Patient Care and General Interest
Cardiac surgical and cardiology societies weigh in as an advisory committee revisits the US Centers for Medicare and Medicaid Services procedure volume requirements for transcatheter aortic valve replacement programs.
As the Houston Methodist Hospital in Texas, USA, moves to new facility, it is closing historic operating rooms where renowned heart surgeon Dr Michael DeBakey developed the Dacron graft.
The LUNGevity Foundation has published recommendations to expand eligibility for lung cancer trial participation to more patients.
Drugs and Devices
Polares Medical has received venture capital funding to continue developing a transcatheter hemireplacement device that would replace only the posterior leaflet of the mitral valve.
Research, Trials, and Funding
Researchers from Johns Hopkins University in Baltimore, Maryland, explored surgeon decision-making and the factors that influence a surgeon’s decision to operate or not in a scenario where a patient has a likely nonsurvivable medical problem.
Palliative care support offered to families of infants with single-ventricle heart disease by health care teams at the University of Michigan may help them cope with and navigate their child’s medical care.
Researchers in Canada studied factors that influence hemodynamic valve deterioration after surgical aortic valve replacement.
The authors report on their experience with three-demensional (3D) printed heart models in congenital cardiac surgery, having printed 20 3D models for preoperative simulation within the last three years. All operations were performed by a young consultant surgeon. The authors concluded that 3D printing helped them to understand the pathology and simulate the surgical approach.
Barbetta and colleagues retrospectively reviewed outcomes for 80 patients with T2N0 esophageal adenocarcinoma, staged by endoscopic ultrasound (EUS) and treated by surgery alone.
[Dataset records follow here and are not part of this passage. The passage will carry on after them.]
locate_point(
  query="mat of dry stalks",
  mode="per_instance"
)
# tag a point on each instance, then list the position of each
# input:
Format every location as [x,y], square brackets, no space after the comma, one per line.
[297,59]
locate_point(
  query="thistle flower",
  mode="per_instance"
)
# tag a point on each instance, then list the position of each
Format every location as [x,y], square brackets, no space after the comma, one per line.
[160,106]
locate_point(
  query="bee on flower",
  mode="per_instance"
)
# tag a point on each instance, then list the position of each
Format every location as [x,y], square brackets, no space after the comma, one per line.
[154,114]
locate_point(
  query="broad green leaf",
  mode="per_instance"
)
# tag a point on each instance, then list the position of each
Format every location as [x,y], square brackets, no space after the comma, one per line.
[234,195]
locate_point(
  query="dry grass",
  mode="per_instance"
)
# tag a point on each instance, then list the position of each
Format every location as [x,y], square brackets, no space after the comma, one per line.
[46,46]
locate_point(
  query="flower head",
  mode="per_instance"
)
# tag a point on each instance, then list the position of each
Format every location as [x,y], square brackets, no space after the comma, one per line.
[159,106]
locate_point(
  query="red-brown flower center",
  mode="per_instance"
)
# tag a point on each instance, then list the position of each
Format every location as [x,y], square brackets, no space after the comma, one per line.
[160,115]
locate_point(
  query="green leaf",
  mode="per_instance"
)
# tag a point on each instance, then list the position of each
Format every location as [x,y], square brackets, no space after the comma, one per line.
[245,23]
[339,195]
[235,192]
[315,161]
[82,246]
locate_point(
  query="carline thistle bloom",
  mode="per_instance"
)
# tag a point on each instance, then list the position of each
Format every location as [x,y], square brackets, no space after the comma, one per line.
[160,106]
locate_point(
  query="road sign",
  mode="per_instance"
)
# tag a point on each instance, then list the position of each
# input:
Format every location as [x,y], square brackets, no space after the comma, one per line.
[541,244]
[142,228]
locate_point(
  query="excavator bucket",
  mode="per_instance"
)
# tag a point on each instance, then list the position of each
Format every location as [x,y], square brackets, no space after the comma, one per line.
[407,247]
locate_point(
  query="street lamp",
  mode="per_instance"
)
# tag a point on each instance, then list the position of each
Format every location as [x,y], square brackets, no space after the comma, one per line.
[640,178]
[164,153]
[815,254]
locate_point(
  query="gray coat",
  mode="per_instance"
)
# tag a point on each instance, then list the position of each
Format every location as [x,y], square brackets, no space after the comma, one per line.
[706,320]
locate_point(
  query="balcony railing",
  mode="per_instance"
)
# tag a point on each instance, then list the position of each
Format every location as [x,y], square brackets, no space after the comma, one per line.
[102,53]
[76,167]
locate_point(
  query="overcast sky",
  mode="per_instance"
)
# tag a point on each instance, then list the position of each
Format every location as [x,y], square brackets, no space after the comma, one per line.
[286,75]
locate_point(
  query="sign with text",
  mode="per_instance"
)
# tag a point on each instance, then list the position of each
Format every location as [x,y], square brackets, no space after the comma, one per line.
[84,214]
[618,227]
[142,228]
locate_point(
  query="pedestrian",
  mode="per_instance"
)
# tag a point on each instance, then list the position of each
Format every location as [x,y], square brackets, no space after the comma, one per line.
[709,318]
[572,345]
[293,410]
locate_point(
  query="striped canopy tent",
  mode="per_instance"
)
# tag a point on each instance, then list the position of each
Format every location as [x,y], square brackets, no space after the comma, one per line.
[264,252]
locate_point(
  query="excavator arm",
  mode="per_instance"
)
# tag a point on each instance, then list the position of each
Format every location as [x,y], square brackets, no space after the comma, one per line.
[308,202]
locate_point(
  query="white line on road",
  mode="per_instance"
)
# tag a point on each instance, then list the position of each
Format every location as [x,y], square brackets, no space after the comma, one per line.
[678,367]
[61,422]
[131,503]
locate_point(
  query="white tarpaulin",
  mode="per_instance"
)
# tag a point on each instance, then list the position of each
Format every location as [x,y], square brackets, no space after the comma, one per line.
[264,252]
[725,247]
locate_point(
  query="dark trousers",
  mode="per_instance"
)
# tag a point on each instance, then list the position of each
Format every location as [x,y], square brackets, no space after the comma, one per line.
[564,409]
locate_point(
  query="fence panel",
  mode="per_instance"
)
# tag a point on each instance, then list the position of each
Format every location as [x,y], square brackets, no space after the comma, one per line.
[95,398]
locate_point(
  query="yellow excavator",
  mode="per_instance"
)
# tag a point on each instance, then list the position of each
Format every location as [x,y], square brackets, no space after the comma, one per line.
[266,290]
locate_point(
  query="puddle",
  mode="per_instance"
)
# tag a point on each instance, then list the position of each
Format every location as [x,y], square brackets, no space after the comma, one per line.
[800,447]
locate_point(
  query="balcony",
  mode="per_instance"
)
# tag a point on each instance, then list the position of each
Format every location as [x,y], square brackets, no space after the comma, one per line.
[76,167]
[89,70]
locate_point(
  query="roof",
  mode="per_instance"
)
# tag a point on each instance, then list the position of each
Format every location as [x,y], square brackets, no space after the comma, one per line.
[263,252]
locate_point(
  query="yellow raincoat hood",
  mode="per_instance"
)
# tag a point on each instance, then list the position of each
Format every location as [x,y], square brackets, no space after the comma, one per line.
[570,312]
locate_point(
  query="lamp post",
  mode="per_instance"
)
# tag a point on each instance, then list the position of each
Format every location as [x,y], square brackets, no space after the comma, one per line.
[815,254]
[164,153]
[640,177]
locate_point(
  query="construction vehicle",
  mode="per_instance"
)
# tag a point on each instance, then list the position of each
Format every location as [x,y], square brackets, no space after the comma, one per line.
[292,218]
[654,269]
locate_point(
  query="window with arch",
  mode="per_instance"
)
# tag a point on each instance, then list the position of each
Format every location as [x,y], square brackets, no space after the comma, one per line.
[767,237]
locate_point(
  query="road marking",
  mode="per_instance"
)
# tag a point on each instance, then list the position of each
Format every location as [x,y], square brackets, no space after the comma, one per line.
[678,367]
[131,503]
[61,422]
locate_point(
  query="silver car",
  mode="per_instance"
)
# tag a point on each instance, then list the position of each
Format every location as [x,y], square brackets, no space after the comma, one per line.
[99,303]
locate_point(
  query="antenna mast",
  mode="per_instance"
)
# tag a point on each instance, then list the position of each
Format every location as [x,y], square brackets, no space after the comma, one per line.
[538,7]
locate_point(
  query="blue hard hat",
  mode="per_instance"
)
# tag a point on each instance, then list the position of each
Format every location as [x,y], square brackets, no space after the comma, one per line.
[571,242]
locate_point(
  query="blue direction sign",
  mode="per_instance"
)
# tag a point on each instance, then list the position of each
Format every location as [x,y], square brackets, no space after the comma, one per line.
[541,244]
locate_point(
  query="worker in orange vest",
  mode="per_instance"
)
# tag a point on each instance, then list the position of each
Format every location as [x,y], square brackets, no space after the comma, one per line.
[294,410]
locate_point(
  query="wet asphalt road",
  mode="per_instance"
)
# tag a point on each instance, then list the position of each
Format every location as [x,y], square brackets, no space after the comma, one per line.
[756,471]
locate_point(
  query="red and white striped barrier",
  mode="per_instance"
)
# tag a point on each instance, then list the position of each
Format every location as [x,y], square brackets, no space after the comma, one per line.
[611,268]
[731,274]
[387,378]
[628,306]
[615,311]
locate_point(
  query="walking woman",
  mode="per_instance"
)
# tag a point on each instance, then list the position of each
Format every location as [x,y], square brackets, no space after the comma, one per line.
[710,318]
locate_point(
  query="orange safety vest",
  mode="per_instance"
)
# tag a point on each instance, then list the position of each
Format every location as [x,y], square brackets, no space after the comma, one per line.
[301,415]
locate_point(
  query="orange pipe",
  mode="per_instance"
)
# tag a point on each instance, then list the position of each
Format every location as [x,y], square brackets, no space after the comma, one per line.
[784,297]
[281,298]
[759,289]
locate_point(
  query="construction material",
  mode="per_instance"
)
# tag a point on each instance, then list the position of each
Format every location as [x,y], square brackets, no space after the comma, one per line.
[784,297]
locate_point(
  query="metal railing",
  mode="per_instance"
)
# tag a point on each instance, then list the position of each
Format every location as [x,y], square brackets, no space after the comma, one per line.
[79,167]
EUS staging was inaccurate in the majority of patients, and final pathologic staging found nodal disease in 35% of patients. Vascular invasion was identified as an independent predictor of nodal involvement, and the authors suggest that its utility as a marker to select patients for induction therapy should be further explored.
Inoue and Suematsu report their experience using a minimally invasive approach to left atrial appendage resection. The procedure was performed in 87 patients using an endoscopic linear cutter device, without cardiopulmonary bypass or cardiac arrest. The authors found no change in cardiac function and no thrombus formation during patient follow-up three months after the operation.
Buratto and colleagues retrospectively analyzed the outcomes of 68 patients with atrioventricular septal defects (AVSD) who underwent pulmonary artery banding between 1983 and 2016. Of these, 40 patients had balanced AVSD and 28 patients had unbalanced AVSD. Pulmonary arterial banding was not associated with a short-term increase in atrioventricular valve regurgitation for either group. Patients with unbalanced AVSD did not have a higher rate of atrioventricular valve reoperation than in previous series of patients without pulmonary artery banding. Patients with balanced AVSD did have a higher rate of valve reoperation than reported in previous series, though the authors speculate that the higher rate of reoperation might have been due to an increased severity of disease. The authors conclude that pulmonary artery banding can be used in patients with AVSD without affecting early survival or compromising atrioventricular valve function.